Kevin Smith's problems with Southwest Airlines made a splash this week, but I was more surprised to learn that he has a new movie hitting theaters soon - "Cop Out," a buddy-cop film starring Bruce Willis and Tracy Morgan. After watching the trailer and taking measure of the buzz, it doesn't look promising. If Kevin Smith's name weren't linked to the picture I'd have passed it over as some studio exec's sad attempt to resurrect the glory days of "48 Hours" and "Midnight Run." It's being sold as completely generic comedy, way outside the realm of Kevin Smith's trademark New Jersey slacker milieu.
Or to put it more bluntly, WTF? Why is Kevin Smith directing such a bland-looking commercial studio picture? Has he sold out (again)? Gone into a creative tailspin a la John Hughes?
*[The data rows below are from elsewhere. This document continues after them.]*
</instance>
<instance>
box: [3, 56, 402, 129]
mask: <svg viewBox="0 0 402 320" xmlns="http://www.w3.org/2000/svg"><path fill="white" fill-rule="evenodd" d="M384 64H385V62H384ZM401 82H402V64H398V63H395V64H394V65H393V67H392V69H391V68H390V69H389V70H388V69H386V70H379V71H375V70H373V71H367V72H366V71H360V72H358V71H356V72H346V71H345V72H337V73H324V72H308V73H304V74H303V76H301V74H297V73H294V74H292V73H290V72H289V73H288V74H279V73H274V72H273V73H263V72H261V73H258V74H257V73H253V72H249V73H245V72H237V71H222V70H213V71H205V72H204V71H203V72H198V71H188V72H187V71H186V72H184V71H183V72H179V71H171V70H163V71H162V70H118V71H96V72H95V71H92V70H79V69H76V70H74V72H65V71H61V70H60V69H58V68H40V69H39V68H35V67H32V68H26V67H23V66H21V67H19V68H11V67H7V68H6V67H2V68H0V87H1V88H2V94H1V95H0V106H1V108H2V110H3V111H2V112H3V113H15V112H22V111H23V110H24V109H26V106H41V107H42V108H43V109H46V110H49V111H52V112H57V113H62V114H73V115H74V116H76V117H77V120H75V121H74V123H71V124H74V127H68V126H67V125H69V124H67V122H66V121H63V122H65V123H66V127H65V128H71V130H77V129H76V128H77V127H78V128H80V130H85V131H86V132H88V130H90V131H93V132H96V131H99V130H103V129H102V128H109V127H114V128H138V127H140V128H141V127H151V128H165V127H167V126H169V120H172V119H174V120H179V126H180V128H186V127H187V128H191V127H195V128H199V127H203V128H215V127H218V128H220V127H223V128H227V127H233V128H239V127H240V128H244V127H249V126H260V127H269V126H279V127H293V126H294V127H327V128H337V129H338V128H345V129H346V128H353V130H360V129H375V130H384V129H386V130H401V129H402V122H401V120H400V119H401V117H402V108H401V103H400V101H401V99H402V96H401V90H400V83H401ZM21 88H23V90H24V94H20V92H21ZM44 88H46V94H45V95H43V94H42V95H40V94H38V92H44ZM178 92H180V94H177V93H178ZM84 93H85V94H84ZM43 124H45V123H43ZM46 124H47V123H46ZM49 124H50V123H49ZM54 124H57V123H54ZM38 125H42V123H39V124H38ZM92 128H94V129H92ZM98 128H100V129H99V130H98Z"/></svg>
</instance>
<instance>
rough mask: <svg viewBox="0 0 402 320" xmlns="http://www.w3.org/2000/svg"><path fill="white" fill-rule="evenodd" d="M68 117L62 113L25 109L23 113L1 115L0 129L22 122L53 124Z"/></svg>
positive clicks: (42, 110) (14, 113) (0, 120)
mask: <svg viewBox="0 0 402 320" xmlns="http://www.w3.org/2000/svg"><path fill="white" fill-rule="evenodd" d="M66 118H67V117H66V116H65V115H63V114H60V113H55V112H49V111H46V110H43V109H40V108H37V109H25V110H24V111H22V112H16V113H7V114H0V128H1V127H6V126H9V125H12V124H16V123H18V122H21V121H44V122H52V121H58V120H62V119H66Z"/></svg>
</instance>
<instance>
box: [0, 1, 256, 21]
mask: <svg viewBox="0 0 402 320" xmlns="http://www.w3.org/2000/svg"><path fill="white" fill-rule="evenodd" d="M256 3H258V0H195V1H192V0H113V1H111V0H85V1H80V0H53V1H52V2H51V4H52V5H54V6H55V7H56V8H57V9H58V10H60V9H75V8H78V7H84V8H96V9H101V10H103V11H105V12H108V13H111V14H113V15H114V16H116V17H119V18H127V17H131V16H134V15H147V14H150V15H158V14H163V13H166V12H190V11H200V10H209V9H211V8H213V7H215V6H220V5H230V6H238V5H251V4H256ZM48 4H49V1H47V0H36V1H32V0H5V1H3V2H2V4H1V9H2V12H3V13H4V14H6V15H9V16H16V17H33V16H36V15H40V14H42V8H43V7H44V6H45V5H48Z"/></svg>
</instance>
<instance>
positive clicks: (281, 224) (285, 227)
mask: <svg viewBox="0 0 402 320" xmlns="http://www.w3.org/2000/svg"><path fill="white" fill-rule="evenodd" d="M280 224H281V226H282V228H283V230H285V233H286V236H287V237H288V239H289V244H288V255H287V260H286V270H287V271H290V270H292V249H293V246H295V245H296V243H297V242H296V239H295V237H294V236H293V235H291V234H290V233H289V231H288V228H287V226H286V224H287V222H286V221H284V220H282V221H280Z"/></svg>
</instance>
It's simpler than that. Smith made it very clear that he got tired of making the low-budget indie "Askewniverse" films that brought him fame, and has been doggedly trying to tackle more mainstream material over the last few years. He's been working steadily, but none of his films have found much traction out there. The trouble is that his filmmaking sensibilities don't fit in kind of movies that Hollywood knows how to sell, and he's never really found a way to adapt his considerable talents to bigger, slicker features. It's not a good sign when a director's best recent work has been as an actor (in the latest "Die Hard" and "Catch and Release").
Both of Smith's non-"Askewniverse" films have been notorious flops. "Jersey Girl" was a sentimental family drama nobody wanted to see - neither Smith's usual audience nor the older demographic that similar films are usually aimed at. He came closer with "Zack and Miri Make a Porno," which was sold as a Judd Apatow-style raunchy rom-com, but it wore its geek-cred on its sleeve and came off as more than a little skeevy. Ironically Apatow owes a lot to Smith for pushing the envelope on adult content - but Apatow never went nearly as far.
After striking out twice with rom-coms, a buddy-cop comedy makes sense as something new to try that would still be in Smith's comfort zone. As much as his fans would love it, no one's going to let him near a superhero film, which are largely based on visual strengths that Smith has never demonstrated any affinity for as a director. I'm not saying it's impossible, but there's a big gap that needs to be bridged. "Cop Out" actually might be a step in the right direction, since we can probably expect some action sequences to fill in the pauses between the banter. But with so little of the director's usual flourishes coming through in the marketing, I'm getting worried that he might have reined himself in too much. On the other hand, if I was the studio, both leads have a better track record than Kevin Smith, so I'd downplay his involvement too.
I have to hope for the best, since I like Kevin Smith. He made at least one really great film and inspired several others. There have been indie directors like Sam Raimi and Christoper Nolan who made the jump to the mainstream successfully without losing themselves artistically. Since Kevin Smith can work a small budget and has a loyal fanbase, he certainly won't run out of chances anytime soon.